Berdiri di depan jendela dan menghadap ke kota dengan deretan lampu bak kunang-kunang menjadi pemandangan paling sempurna sebelum menutup mata. Kembali teringat ucapan Genta, memang akulah yang tak pernah berusaha untuk mengingat. Aku takut ketika semua ingatan itu kembali ada hal menyakitkan yang harus aku terima. Tubuhku tahu bahwa ingatan itu bisa kembali tapi ada seseorang yang tak bisa kukembalikan.
"Cekrek." dengan cepat aku berbalik ke belakang dan mendapati mas Aga sedang memegang kamera. Entah apa yang dipotretnya, yang jelas lensanya sedang mengarah padaku.
"Langit Belanda memang terlihat lebih pekat daripada langit di Indonesia. Apalagi kalau kita sedang rindu."
"Sok tahu."
"Mas gak bilang kamu sedang rindu, Mas mengatakan sesuatu berdasarkan pengalaman."
"Mas baru pulang?"
"Nad, kamu sedang mencari pertanggungjawaban dari seseorang, bukan? Seseorang yang berhasil memperbaiki keadaanmu namun pergi dan membuat hatimu semakin porak poranda. Ini bukan pertama kali kamu kehilangan tapi rasanya tetap berat dan menyedihkan." Lidahku kelu tak mampu memberi pernyataan atau pun jawaban.

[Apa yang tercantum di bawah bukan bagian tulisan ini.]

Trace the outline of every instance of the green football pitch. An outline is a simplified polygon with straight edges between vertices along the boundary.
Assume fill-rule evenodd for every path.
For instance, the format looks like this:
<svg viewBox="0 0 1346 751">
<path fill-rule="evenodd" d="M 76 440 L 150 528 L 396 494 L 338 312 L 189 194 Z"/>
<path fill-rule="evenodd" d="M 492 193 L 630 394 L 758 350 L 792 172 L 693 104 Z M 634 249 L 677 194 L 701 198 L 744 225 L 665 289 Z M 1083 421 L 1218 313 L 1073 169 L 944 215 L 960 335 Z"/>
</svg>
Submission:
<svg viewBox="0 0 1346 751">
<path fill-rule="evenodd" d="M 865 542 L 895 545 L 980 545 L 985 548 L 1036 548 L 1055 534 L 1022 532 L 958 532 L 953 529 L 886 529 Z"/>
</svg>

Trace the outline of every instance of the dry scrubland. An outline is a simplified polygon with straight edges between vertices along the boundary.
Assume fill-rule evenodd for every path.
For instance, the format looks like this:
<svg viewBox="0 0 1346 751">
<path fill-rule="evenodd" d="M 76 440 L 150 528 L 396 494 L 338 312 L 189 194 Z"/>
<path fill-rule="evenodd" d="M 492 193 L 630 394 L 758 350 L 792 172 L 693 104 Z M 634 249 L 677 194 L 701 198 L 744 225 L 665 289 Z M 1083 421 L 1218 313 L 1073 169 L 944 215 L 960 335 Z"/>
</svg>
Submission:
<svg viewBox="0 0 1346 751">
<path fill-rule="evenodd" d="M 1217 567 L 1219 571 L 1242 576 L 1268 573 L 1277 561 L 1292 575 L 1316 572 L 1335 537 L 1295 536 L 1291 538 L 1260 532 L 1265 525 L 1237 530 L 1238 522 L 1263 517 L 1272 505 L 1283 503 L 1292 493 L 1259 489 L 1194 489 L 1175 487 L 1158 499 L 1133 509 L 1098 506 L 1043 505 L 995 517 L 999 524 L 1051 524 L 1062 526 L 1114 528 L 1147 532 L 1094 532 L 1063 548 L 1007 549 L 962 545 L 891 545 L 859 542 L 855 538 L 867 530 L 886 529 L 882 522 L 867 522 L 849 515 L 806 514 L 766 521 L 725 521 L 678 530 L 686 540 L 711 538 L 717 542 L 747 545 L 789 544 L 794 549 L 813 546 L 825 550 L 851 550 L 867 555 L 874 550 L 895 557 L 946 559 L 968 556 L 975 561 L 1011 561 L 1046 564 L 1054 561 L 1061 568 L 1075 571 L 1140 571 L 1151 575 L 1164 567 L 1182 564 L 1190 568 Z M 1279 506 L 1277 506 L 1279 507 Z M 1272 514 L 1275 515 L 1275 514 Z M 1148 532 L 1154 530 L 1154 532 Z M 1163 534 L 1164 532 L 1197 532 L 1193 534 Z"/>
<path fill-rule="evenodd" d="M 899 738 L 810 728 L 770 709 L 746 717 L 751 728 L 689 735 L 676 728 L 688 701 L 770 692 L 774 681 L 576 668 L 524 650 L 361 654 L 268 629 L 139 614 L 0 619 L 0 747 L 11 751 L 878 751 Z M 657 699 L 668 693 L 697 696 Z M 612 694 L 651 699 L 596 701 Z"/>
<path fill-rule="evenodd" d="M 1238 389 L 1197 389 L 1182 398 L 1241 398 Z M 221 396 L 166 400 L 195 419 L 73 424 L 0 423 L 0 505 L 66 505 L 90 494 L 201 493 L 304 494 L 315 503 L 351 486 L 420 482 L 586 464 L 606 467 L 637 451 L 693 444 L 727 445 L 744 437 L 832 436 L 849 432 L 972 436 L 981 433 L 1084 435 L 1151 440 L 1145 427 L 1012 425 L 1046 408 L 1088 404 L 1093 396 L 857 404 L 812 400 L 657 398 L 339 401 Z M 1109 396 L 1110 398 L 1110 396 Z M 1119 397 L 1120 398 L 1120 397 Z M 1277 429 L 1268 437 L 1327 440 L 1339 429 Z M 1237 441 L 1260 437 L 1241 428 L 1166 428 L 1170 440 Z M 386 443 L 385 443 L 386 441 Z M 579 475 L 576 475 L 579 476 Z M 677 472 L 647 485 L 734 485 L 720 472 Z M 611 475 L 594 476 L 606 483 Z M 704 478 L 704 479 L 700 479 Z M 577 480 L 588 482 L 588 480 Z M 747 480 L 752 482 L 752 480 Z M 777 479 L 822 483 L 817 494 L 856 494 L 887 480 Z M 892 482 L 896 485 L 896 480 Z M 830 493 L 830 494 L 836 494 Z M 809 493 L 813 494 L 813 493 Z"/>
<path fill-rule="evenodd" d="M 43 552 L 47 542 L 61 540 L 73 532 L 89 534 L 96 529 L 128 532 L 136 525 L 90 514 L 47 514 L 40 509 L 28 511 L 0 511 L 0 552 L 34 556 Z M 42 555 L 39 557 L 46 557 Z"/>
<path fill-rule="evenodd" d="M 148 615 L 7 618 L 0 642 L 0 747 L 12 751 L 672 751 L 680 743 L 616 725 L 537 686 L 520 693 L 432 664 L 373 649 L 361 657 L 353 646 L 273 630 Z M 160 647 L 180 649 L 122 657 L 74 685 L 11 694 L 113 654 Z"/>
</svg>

Mas Aga yang selama ini sangat jauh dariku tapi tahu betul bagaimana perasaan yang sedang dirasakan oleh adik satu-satunya.
"Kamu bingung dengan cara apa menemukan dia, bermodalkan perasaan yang begitu dalam. Seseorang yang ketika dia datang, pintu hatimu tak akan pernah terkunci untuknya. Bahkan setelah semua rasa sakit yang kamu rasakan, dia tetap boleh datang. Seperti itu, kan?"
"Mas, aku sudah berusaha sangat keras mengingat semuanya. Tapi tidak ada sama sekali! Jangankan wajahnya, namanya saja aku lupa! Tapi kenapa semua orang berusaha mengingatkan aku padanya, padahal Ibu, Ayah bahkan Mas Aga aku juga gak ingat apa pun tentang kalian?!"
"Karena dari sanalah semua kesakitan kamu, Nad. Ada yang kamu ingat. Iya, suara. Hatimu bahkan bergetar sangat hebat ketika membayangkan suaranya, entah sebuah tanda bahagia atau mungkin kesedihan yang mendalam. Nad, kalau nanti kamu ingat semuanya, jangan pernah bohongi dirimu sendiri bahwa hanya dia yang mengisi dirimu saat semuanya kosong." Aku meremas ujung baju mencoba menahan air mata. Namun, kenyataannya salah. Air mata jatuh tanpa aba-aba. Apa yang dikatakan mas Aga benar.
"Mas gak bisa bantu apapun itu. Jika kamu tak mengingat apa-apa tentang keluargamu atau teman-teman, kami tetap baik-baik saja karena kamu cuma kehilangan kenangannya bukan orang-orangnya. Sangat jauh berbeda dengan lelaki itu, iya dia, kamu kehilangan semuanya, tubuh dan kenangan. Kamulah yang menghidup dan matikan kenangan itu. Nad, jika semuanya pulih, mas yakin kamu akan pulang. Entah ke rumah lama atau mungkin rumah baru yang lebih menyenangkan."
Aku hanya terduduk lemas di atas kursi sambil terus memegang kamera yang diberikan mas Aga. Kamera yang selama ini membantu untuk mengingat segala hal tentangmu. Dia hanya benda mati yang tidak kuketahui kapan bisa menghidupkan kenangan kami.